主力の通信販売(EC含む)は6,867百万円(前期比2.5%減)と2期連続減収。新規顧客獲得数の減少によるベーシック層(フレンド・スタンダード会員)の売上減少が主因。

プレミアム層(ダイヤモンド・プラチナ会員)は増加しているものの、顧客基盤の縮小傾向は継続しており、クラブハーバー制度改定やF2転換施策の効果が顕在化するかが中期的な焦点となる。

2027年3月期会社予想は売上高12,800百万円(前期比5.4%増)、営業利益610百万円(同16.1%減)、経常利益600百万円(同15.3%減)。

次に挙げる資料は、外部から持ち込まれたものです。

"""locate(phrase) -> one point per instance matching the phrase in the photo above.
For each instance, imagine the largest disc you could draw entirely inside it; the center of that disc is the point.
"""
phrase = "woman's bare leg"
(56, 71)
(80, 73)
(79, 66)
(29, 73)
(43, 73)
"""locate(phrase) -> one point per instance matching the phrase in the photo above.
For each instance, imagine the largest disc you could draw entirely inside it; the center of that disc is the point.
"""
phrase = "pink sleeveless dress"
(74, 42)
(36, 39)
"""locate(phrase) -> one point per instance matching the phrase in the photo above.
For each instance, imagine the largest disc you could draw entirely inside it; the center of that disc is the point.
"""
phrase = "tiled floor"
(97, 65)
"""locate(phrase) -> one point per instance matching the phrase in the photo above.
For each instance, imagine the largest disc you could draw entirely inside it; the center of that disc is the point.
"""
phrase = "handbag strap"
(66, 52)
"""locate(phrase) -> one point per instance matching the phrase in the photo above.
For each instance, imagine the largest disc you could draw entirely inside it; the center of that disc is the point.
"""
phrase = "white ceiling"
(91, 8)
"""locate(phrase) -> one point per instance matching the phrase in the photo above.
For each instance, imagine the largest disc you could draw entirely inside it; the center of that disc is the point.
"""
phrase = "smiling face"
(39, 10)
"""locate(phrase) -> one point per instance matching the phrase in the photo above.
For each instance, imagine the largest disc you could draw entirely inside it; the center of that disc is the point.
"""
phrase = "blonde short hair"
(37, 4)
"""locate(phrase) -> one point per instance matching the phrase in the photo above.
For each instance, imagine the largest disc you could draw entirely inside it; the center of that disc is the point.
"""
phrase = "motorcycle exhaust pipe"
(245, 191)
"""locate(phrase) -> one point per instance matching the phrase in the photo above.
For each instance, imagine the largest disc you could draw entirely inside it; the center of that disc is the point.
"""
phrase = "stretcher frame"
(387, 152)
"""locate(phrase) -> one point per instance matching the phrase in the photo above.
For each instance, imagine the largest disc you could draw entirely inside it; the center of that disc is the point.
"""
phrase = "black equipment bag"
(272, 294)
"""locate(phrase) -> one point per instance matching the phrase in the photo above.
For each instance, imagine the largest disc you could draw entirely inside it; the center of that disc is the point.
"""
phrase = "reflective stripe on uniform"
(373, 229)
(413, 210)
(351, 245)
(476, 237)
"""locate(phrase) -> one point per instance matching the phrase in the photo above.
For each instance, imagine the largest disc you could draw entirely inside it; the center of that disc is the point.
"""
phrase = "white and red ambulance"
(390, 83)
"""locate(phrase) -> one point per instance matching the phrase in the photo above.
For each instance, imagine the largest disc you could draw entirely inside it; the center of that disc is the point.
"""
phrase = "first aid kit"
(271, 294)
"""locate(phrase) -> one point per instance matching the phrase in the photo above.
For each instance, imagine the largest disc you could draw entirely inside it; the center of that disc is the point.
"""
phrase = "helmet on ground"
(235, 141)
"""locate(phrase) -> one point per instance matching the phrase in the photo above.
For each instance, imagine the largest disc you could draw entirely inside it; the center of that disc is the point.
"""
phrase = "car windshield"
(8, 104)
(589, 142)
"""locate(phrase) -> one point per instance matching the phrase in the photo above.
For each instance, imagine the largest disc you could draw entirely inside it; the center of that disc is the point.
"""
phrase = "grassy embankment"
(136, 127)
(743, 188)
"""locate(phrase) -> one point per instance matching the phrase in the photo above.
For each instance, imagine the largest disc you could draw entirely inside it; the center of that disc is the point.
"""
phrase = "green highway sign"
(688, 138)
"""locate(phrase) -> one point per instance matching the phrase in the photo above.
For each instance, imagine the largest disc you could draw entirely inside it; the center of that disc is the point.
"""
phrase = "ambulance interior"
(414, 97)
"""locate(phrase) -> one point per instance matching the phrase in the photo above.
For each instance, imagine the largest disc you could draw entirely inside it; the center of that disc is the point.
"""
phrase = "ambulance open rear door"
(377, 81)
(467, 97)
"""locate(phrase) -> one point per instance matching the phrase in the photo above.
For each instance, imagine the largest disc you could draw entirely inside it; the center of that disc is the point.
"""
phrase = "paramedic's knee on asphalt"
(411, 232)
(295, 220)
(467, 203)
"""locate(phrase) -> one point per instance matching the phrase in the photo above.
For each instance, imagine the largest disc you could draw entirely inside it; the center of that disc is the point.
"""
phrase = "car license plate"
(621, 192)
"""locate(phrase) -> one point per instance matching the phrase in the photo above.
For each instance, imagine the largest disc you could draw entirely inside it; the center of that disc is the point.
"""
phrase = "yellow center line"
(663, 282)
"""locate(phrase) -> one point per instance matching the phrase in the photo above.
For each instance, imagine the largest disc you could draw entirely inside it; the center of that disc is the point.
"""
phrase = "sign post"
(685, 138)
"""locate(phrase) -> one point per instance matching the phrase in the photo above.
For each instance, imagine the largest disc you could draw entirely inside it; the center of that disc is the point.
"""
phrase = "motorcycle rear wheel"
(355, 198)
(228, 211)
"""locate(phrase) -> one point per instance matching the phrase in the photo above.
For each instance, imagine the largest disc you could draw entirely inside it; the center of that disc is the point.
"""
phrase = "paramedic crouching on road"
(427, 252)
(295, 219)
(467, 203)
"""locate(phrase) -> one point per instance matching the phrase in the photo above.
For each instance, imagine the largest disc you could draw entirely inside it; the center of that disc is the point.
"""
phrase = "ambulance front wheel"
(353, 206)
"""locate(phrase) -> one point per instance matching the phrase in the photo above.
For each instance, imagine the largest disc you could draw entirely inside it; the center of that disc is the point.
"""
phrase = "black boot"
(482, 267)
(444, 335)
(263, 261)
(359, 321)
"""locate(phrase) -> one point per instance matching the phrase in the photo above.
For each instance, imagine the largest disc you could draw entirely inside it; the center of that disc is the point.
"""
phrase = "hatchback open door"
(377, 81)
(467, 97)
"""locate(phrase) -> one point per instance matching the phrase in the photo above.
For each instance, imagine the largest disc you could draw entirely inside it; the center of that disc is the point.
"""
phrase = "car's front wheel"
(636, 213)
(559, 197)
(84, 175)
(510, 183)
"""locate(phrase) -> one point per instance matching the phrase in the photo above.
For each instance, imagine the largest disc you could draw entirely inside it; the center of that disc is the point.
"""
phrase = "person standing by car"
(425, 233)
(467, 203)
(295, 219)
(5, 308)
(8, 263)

増収を見込む一方で営業利益は大幅減少の予想であり、一般流通向け新ブランド立ち上げ・ITインフラ整備・人材投資等の先行費用増加が背景とみられる。

外部環境としてインバウンド需要の継続やEC市場の競争激化が業績に影響する。配当は1株当たり40円を維持予定(配当性向32.2%)。

成長戦略

第2次中期経営計画(2026〜2028年3月期)で顧客基盤拡大・新ブランド・経営効率化を推進

クラブハーバー制度改定によるミドル・ベーシック層の稼働向上とF2転換施策強化を実施。ミレニアル世代向けデジタルプロモーション(クリエイターコラボ動画配信等)を展開し、新規顧客獲得基盤を整備。主力スキンケア製品の「肌悩み」別ラインナップ再編も順次推進予定。

機能性表示食品・美容サプリメントの開発投入およびセルフチャネル専売商品の展開を2026年3月期に開始。2027年3月期には従来ブランドと差別化した一般流通向け新ブランドを立ち上げ、新規顧客層・販売チャネルの開拓と新たなビジネスモデル構築を図る。

2026年4月にハーバーコスメティクス株式会社を吸収合併し、物流から販売までの一体運営を実現。同月より執行役員制度を導入し意思決定を迅速化。ITインフラ整備・データ活用基盤強化により業務効率化と迅速な経営判断体制を構築する。

2026年3月期に不採算店舗4店舗閉鎖・3店舗移転リニューアル・小諸工場売却を実行し販管費を圧縮。2027年3月期も引き続き店舗網最適化・広告宣伝費の費用対効果精査・適正在庫およびSKU最適化を推進し、グループ全体の収益基盤を強化する。